DG Journal Club
PURPOSE The perioperative outcomes and risk factors associated with adverse events (AEs) after initial laparoscopic liver resection (LLR) are unclear. We studied the outcomes of LLR and identified the predictive factors for AEs.
MATERIALS AND METHODS Data from 100 adults who underwent LLR between April 2014 and February 2020 were reviewed. Baseline characteristics, surgery details, intraoperative data, and postoperative outcomes were tabulated.
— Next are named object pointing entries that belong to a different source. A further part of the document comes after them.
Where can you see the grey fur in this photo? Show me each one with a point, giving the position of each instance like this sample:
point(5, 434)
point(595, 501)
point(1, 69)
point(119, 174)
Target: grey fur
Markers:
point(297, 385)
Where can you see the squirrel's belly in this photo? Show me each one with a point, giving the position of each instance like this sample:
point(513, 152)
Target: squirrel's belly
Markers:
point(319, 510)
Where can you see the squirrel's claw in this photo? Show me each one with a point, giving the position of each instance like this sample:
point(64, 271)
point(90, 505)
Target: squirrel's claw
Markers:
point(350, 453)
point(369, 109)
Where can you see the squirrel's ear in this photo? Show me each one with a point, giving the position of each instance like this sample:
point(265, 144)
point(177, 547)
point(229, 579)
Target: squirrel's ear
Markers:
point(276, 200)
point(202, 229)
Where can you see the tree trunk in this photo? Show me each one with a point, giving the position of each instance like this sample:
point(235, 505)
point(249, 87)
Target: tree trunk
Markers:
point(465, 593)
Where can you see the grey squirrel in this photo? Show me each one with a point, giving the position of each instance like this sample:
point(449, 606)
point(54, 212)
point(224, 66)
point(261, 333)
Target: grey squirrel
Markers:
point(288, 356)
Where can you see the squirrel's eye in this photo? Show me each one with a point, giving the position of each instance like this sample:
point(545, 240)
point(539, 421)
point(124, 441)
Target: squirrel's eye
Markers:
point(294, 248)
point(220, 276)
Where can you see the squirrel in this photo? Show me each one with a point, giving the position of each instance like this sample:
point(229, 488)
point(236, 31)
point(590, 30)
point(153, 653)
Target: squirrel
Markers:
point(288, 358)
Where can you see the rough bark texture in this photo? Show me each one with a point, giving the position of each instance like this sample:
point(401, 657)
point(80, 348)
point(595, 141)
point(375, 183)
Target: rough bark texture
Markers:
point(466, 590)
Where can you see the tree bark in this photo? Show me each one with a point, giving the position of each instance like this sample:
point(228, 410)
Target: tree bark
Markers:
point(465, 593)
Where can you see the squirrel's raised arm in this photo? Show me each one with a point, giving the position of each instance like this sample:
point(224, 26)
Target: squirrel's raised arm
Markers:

The AEs included conversion to open surgery, morbidity, and mortality.
RESULTS Major and minor LLRs accounted for 16% and 84% of cases, respectively. Of the indications for LLR, 88% were malignancies. Conversion to open surgery was necessary for 7% of the patients, the overall morbidity rate was 21%, the major morbidity rate was 7%, and the 90-day mortality rate was 1%. Although the incidence of AEs was higher after major LLR (37.5%) than after minor LLR (21.4%), the difference was not statistically significant (P=0.095); the rate of AEs in the resection of posterosuperior segments (43.7%) did not significantly differ from that of the anteroinferior segments (19.2%; P=0.095). Multivariable analysis revealed that the significant predictors of AEs included American Society of Anesthesiologists (ASA) class III (odds ratio, 5.76; 95% confidence interval, 1.74-19.1; P=0.003) and an operative time longer than 5 hours (odds ratio, 9.20; 95% confidence interval, 2.41-35.07; P<0.001).
CONCLUSION To improve outcomes in LLR, patients with ASA class III and those in whom surgery is expected to last longer than 5 hours should be taken into account for better patient selection.